Niet gij hebt Mij, maar Ik heb u uitgekozen en u aangewezen, opdat gij zoudt heengaan en vrucht dragen en uw vrucht zou blijven, opdat de Vader u alles geve, wat gij Hem bidt in mijn naam.
Jullie hebben niet Mij uitgekozen, maar Ik jullie, en Ik heb jullie opgedragen om op weg te gaan en vrucht te dragen, blijvende vrucht. Dan zal de Vader je alles geven wat je Hem in mijn naam vraagt.

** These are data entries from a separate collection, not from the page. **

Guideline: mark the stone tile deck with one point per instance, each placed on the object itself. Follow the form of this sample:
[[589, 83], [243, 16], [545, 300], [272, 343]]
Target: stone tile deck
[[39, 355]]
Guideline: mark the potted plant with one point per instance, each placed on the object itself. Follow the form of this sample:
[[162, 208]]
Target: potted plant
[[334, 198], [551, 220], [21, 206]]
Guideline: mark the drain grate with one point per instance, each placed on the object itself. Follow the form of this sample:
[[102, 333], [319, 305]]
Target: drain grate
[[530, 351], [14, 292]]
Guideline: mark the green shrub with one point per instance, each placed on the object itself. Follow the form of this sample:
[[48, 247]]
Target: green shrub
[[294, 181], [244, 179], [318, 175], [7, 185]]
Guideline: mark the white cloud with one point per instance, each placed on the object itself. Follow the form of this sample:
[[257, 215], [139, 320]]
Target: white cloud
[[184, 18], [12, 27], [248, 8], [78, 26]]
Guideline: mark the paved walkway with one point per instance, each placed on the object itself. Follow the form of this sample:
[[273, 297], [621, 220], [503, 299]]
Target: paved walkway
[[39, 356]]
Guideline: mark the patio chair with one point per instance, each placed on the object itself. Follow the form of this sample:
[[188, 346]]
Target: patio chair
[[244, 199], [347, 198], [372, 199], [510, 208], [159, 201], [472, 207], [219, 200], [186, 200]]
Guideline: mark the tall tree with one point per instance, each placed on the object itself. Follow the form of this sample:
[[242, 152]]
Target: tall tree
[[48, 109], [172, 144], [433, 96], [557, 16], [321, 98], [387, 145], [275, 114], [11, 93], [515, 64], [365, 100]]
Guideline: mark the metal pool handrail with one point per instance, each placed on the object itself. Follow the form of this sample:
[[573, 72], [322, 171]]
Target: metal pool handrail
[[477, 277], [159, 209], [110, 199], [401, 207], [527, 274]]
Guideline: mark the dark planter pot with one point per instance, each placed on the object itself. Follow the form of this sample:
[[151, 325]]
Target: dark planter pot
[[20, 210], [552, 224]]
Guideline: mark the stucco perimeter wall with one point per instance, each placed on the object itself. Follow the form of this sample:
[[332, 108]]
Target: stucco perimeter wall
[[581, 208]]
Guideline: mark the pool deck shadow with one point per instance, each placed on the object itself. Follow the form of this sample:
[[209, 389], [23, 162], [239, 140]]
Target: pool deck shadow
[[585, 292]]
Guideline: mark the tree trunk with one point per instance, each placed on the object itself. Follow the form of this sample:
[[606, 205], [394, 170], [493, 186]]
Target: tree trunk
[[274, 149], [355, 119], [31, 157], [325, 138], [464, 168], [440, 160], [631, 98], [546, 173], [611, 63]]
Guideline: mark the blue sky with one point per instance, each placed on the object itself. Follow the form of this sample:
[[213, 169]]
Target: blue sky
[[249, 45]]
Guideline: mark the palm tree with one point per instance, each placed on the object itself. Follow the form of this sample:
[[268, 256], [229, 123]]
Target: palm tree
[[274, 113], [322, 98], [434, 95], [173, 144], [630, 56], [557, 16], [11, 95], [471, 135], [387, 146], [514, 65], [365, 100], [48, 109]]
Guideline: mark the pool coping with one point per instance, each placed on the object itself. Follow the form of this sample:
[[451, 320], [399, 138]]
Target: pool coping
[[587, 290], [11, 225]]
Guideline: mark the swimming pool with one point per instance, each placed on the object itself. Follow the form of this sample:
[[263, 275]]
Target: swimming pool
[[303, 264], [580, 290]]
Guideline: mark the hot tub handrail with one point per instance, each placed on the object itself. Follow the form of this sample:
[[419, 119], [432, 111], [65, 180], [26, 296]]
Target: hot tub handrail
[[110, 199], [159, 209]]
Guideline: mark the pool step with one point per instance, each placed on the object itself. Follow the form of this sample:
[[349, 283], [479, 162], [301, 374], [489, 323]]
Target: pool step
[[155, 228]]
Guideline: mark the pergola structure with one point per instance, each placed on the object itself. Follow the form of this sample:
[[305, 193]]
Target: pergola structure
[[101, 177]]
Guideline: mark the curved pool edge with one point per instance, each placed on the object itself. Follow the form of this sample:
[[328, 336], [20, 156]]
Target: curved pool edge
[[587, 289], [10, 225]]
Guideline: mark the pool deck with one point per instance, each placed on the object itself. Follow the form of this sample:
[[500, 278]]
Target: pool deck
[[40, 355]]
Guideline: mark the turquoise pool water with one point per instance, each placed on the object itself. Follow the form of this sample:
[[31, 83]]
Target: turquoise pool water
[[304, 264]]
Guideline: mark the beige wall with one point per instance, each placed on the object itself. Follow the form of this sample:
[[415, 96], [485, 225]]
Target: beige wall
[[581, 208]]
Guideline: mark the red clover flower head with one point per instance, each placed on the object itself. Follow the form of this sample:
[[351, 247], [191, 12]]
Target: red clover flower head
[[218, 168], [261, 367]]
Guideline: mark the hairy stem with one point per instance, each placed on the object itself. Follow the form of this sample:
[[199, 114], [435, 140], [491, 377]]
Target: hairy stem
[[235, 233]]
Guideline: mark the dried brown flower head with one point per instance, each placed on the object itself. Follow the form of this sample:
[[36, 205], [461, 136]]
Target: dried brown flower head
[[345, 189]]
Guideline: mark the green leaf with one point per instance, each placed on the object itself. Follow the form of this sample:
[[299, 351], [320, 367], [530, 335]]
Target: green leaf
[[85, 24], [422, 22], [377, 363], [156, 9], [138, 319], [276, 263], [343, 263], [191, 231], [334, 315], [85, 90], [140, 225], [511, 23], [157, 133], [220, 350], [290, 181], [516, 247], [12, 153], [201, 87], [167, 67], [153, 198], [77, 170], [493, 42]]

Jullie hebben niet mij uitgekozen, maar ik heb jullie uitgekozen. En ik geef jullie de opdracht om de wereld in te gaan. Doe goede dingen, en blijf dat doen. De Vader zal jullie alles geven wat je hem vraagt, omdat jullie bij mij horen.
Niet u hebt Mij uitverkoren, maar Ik heb u uitverkoren, en Ik heb u ertoe bestemd dat u zou heengaan en vrucht dragen, en dat uw vrucht zou blijven, opdat wat u ook maar van de Vader vraagt in Mijn Naam, Hij u dat geeft.
Het is niet zo dat jullie Míj hebben uitgekozen. Ik heb júllie uitgekozen en aangewezen. En Ik wil dat jullie op pad gaan en dat er vrucht aan jullie zal groeien. Vrucht die blíjft. Dan zal de Vader jullie alles geven wat jullie Hem bidden omdat jullie bij Mij horen.
Werkt niet om de spijs, die vergaat, maar om de spijs, die blijft tot in het eeuwige leven, welke de Zoon des mensen u geven zal; want op Hem heeft God, de Vader, zijn zegel gedrukt.